Iman kurang yakin apakah ini penting, atau tidak. Tapi, dari Bapak dia dapat pengetahuan baru. Bahwa saat dilanda sedih, bersedih bukan jadi satu-satunya pilihan. Kita bisa punya pilihan lain. Kalaupun tak ada, kita bisa ciptakan. Misalnya seperti Bapak, yang memilih tertawa atas kematian, dan menganggap kematiannya justru bikin dia satu langkah menuju surga.
Mungkin bagi orang lain, akan aneh melihat seorang anak memberi selamat atas "kepergian" bapaknya. Namun, justru itu hal terbaik yang bisa Iman lakukan: orang tua dan anak--yang satu hidup, yang satu arwah--saling berjabat tangan di depan gerbang salah satu SMA Negeri. Nama sekolahnya sengaja enggak disebut, sebab biar jadi rahasia sekolah mana yang tidak mengakui keberadaan muridnya sendiri seperti Iman.
"Selamat ya, udah meninggal," ujar Iman, sembari menjabat tangan tak kasatmata Bapak, yang hanya dia dan Tuhan yang tahu.
Bapak berpikir sebentar, sebelum menerima uluran tangan Iman. Ada banyak ucapan selamat. Bisa selamat ulang tahun, selamat melahirkan, dan selamat tahun baru. Tapi ucapan selamat meninggal? Ini sekilas terdengar kejam, tapi sekaligus lucu dan unik bagi Bapak.
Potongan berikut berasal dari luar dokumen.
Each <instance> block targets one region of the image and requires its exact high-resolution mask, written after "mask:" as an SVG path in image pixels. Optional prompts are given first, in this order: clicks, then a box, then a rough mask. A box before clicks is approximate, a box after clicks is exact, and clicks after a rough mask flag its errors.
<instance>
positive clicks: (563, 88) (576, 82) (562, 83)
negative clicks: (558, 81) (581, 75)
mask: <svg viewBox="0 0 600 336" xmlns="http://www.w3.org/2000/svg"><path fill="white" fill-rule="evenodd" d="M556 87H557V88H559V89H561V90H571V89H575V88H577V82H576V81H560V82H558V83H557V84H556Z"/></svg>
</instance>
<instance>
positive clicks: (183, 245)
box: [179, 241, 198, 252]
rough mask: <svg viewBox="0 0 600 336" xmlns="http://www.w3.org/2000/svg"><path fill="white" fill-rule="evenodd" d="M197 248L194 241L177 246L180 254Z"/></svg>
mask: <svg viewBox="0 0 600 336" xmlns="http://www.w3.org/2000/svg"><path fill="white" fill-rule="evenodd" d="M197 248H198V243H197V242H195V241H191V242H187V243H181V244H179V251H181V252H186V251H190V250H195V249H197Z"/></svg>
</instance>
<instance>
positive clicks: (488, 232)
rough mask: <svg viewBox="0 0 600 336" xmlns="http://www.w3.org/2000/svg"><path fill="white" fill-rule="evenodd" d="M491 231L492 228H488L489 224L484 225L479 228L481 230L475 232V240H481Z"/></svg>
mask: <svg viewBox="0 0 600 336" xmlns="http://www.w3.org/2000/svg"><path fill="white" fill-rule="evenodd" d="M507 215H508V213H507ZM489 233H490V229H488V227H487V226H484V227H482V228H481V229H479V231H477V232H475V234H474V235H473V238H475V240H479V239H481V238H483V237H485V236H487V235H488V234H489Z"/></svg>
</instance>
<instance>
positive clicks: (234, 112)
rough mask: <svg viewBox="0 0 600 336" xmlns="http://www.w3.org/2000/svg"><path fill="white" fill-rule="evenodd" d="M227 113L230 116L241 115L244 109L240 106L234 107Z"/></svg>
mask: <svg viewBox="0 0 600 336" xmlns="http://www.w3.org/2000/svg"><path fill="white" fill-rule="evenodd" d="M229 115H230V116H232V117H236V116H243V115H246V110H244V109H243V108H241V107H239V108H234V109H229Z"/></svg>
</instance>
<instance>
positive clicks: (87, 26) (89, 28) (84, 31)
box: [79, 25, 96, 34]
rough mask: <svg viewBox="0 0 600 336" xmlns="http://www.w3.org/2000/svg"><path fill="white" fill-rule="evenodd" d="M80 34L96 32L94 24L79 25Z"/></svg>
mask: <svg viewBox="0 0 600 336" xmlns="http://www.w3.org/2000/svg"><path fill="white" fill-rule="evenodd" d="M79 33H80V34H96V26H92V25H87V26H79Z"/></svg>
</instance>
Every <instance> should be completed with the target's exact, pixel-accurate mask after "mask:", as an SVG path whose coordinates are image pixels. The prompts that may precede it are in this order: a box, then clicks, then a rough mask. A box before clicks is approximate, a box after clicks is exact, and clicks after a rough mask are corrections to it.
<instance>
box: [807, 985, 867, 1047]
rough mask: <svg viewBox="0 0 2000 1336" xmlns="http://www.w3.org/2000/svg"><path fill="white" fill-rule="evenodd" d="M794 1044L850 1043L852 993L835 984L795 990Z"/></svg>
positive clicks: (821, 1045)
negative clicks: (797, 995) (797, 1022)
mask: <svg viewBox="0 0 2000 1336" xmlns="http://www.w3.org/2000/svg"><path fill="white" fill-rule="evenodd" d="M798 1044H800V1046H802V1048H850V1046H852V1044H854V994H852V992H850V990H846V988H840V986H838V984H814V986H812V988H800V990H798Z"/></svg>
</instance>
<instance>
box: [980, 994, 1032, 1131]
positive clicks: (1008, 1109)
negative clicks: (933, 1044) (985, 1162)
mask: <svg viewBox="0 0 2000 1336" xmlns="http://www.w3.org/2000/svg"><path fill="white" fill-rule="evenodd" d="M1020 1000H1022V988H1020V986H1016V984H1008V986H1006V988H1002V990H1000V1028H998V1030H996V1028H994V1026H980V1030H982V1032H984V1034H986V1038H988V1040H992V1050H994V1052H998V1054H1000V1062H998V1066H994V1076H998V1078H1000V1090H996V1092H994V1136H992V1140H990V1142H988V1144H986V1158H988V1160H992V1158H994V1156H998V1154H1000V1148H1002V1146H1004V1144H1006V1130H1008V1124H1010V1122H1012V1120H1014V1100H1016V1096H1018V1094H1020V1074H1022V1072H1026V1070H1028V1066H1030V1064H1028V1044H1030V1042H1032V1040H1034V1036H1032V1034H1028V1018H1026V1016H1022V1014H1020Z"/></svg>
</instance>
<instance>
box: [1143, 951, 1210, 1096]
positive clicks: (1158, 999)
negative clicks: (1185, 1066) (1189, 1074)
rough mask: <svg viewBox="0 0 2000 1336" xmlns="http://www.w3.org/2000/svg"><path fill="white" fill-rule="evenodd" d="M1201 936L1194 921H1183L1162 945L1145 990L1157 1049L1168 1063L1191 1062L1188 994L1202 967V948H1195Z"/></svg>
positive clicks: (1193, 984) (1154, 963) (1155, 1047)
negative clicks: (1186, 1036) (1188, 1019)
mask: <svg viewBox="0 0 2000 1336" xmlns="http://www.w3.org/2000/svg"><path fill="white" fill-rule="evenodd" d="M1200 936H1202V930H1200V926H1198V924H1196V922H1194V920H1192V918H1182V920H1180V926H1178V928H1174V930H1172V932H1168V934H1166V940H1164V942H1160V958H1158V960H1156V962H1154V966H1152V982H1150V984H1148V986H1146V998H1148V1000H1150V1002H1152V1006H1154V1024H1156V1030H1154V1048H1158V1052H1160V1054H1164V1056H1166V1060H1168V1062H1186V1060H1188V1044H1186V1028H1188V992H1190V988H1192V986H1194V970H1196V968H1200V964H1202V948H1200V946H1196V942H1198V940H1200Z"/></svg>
"Makasih, makasih lho," balas Bapak dengan wajah bangga seolah dapat penghargaan tertinggi umat manusia. "Meskipun lebih enak didengar kalau bilang: selamat menempuh 'hidup' baru."
"Oke, terus?" kata Iman, menatap Bapak dengan pandangan bingung karena belum pergi.
"Terus?"
"Bapak, ini bukannya gak sopan, ya. Tapi bisa gak Bapak pergi? Mau sekolah nih," usir Iman, memaksa tersenyum.
"Ih, pergi? Meninggal itu udah pergi paling jauh lho, Man! Masa Bapak disuruh lebih jauh lagi!? Emangnya bisa meninggal dua kali!?"
"Iya, tau ..., maksudnya gini lho, feeling ini gak enak banget kalau Bapak masih di sini ..., jadi--"
"Kelas kamu yang mana?" potong Bapak seraya menarik tangan Iman dan menuntun berjalan.
Bapak berlari-lari kecil memimpin jalan. Dia melompat beberapa kali saking semangatnya. Iman berusaha mengerti perasaan Bapak. Sekalipun bukan sebagai manusia lagi, bisa kembali jalan setelah bertahun-tahun lumpuh adalah keajaiban. Mungkin mirip perasaan senang ketemu WC setelah berjam-jam pipis ditahan.
Tapi karena saking semangatnya, Bapak lupa pada beberapa faktor penting bahwa Iman tak bisa menembus benda padat. Akibatnya, beberapa siswa keseruduk Iman, juga tembok, tiang bendera, dan baru berhenti waktu hidung Iman mimisan.
"Gak usah panik, Bapak bawa kapas," kata Bapak tak merasa bersalah, lalu mencomot kapas dari hidungnya dan diberikan pada Iman.
"Hm," dengus Iman.
Sayangnya, saat kapas itu berada di tangan Iman, saat itu pula datang bunyi "flop". Kapas itu menghilang.
"Tapi, Man, tau gak kalau ini momen yang Bapak tunggu-tunggu," ujar Bapak, berusaha mengalihkan perhatian Iman saat darah dari hidungnya mulai menetes.
"Kenapa? Momen pertama kalinya seorang bapak nganter anaknya ke sekolah?"
"Bukan ..., ini pertama kalinya Bapak bisa ngelihatin cewe SMA tanpa harus ketahuan Ibu, hehehe."
"Hm ...."
"Canda, Man. Iya, Bapak pengen nganter kamu sampai kelas pokoknya. Tapi ngomong-ngomong, kok belum ada ketemu temen-temen kamu, ya?"
"Ga punya temen."
"Pacar?"
"Apa lagi."
"Yang waktu itu mampir ke rumah, mana dia?"
"Susah jelasinnya ...."
"Sama sekali? Gak kenal siapa-siapa?"